La quantità di test positivi è in costante diminuzione, ma non è ancora molto bassa: 103 ogni 100.000 abitanti. Il numero di pazienti  negli ospedali olandesi si sta stabilizzando, ma sono ancora troppi. Nella giornata di mercoledì c’erano 472 pazienti nei reparti di cura e 199 nelle unità di terapia intensiva.

Il tasso di contagio R, che indica quante persone infetta una persona contagiosa il 26 luglio era 0,79 ed è in aumento, così come la percentuale di test positivi.

La situazione della campagna di vaccinazione è la seguente: sono state iniettate 21,8 milioni di dosi e si stima che il 71% delle persone 18 anni+ abbia avuto due dosi e l’85% abbia fatto almeno un’iniezione. Dei 12-17 anni, il 43% ha ricevuto la prima iniezione. Per ora, la stagione estiva sta avendo un’impatto positivo sulla pandemia ma con l’arrivo dell’autunno le cifre sono destinate a salire.

Gli epidemiologi e alcuni scienziati ritengono sia troppo presto per allentare le misure. “Le scuole e le università sono chiuse”, afferma Gowri Gopalakrishna, professore di sanità pubblica ed epidemiologo al VUmc.”Ci sono molte meno persone che lavorano a causa delle vacanze. Quindi c’è meno mobilità e questo significa meno trasmissione del virus. Questi sono tutti fattori che giocano un ruolo nelle cifre basse di ora. Ma presto le vacanze finiranno e come sarà come allora?”

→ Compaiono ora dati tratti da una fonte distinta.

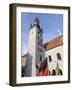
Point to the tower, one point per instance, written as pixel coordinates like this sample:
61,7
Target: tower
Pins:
35,47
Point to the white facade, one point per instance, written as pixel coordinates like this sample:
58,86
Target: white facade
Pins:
35,48
53,53
36,52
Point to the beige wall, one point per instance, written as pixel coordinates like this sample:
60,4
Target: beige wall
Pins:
53,52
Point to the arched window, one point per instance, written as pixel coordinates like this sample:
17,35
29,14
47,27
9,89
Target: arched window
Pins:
50,58
59,56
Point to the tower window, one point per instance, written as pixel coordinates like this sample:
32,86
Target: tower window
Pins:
59,56
50,58
40,58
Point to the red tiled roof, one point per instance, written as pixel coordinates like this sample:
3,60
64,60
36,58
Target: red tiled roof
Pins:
53,43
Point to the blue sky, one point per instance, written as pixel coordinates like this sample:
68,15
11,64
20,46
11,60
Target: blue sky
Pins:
50,23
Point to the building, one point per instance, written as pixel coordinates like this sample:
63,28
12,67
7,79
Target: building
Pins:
38,52
54,54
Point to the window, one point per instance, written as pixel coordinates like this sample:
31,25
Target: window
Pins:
59,56
40,58
53,72
50,58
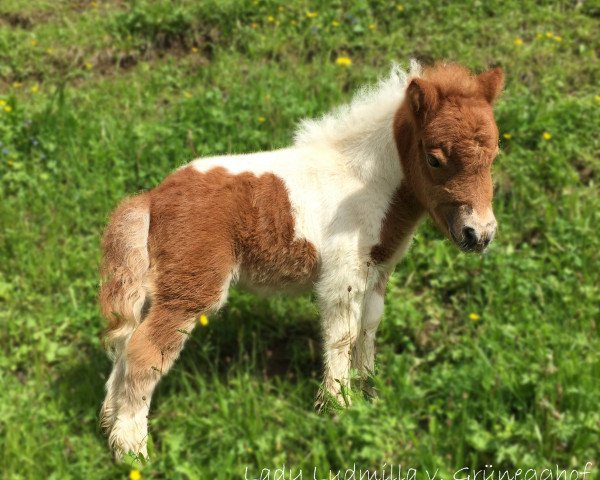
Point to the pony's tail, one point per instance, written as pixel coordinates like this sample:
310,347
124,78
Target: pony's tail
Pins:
123,271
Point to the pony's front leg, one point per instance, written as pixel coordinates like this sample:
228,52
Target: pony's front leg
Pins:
363,355
340,318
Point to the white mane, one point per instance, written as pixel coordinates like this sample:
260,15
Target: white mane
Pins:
363,115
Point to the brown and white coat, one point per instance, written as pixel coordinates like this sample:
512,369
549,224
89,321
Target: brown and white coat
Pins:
333,213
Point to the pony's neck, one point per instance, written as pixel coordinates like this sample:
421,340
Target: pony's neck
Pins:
406,142
373,155
405,211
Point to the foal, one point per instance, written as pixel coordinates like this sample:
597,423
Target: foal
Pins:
334,213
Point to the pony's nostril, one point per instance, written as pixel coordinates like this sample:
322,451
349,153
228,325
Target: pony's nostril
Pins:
470,236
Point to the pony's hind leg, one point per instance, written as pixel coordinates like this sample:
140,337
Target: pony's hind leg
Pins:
149,354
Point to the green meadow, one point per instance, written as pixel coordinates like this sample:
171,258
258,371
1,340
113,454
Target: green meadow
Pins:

Il 10% della popolazione, inoltre, non si vaccinera’. Cosa fare?

“Mi chiedo anche cosa si può rilassare. Non ci sono quasi più misure.”, afferma a NOS l’epidemiologo Vandenbroucke. “Questo virus ci ha già presentato così tante sorprese che non prenderei decisioni sull’allentamento troppo rapidamente in base alle cifre attuali. Deve prima andare bene per molto più tempo”.

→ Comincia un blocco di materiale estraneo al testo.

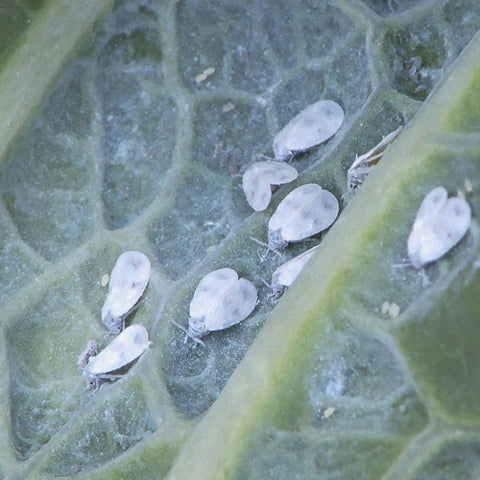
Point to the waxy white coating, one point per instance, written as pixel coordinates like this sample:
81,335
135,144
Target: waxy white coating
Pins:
440,223
287,273
258,179
220,300
362,166
304,212
312,126
128,281
121,351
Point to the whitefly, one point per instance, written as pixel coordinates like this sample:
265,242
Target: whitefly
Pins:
220,300
312,126
128,281
258,180
286,274
363,165
304,212
120,352
440,223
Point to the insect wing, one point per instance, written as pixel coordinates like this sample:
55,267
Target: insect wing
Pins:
312,126
122,350
258,178
128,281
305,211
287,273
210,290
236,305
439,225
363,164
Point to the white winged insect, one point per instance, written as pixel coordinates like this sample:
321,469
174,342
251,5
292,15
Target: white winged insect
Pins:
362,166
304,212
312,126
440,223
128,281
258,180
287,273
220,300
121,351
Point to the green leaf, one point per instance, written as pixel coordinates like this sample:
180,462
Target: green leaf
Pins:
110,142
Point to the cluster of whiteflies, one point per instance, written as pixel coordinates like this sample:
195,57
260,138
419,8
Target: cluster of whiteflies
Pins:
222,299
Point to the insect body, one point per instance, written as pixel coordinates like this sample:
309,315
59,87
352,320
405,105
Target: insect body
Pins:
312,126
220,300
128,281
440,224
259,177
122,350
304,212
362,166
287,273
90,351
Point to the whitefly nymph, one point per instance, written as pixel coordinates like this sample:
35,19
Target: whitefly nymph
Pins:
221,300
286,274
121,351
304,212
128,281
258,180
312,126
440,223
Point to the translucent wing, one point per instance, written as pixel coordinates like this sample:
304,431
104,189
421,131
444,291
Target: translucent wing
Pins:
259,177
122,350
210,290
286,274
439,225
305,211
312,126
236,305
128,281
363,164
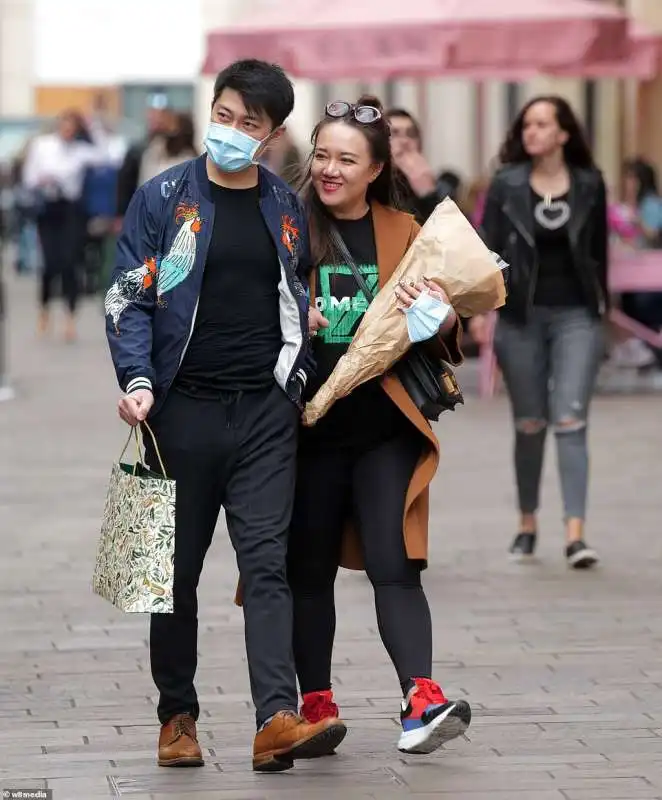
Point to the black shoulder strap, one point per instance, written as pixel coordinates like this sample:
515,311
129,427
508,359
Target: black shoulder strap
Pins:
351,263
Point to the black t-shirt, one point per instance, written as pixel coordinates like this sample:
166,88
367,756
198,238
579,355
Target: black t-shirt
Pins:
237,335
558,282
367,416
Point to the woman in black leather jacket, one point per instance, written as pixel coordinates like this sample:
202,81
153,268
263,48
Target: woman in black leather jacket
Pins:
546,214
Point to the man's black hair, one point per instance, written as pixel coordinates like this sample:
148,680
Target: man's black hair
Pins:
263,88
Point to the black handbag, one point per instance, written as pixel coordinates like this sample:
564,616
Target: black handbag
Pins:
429,382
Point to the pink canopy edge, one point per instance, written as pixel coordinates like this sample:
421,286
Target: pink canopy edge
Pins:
487,38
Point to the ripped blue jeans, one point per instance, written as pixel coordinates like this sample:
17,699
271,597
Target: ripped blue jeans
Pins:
550,366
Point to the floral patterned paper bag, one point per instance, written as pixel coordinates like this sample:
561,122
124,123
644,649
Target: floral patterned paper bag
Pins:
135,559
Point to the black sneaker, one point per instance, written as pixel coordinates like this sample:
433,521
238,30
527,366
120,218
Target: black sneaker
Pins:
523,546
580,555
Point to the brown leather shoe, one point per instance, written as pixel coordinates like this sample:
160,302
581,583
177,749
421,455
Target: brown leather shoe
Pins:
288,737
178,743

Marcel Levi è presidente dell’Organizzazione olandese per la ricerca scientifica (NWO) e internista presso l’AMC. “Per me ci sono due questioni principali: cosa succedera’ dopo le vacanze? Quanti contagi portano e quanti ricoveri? In secondo luogo: cosa succedera quando riapriranno le scuole e l’istruzione superiore? Aspetterei entrambe le cose prima”.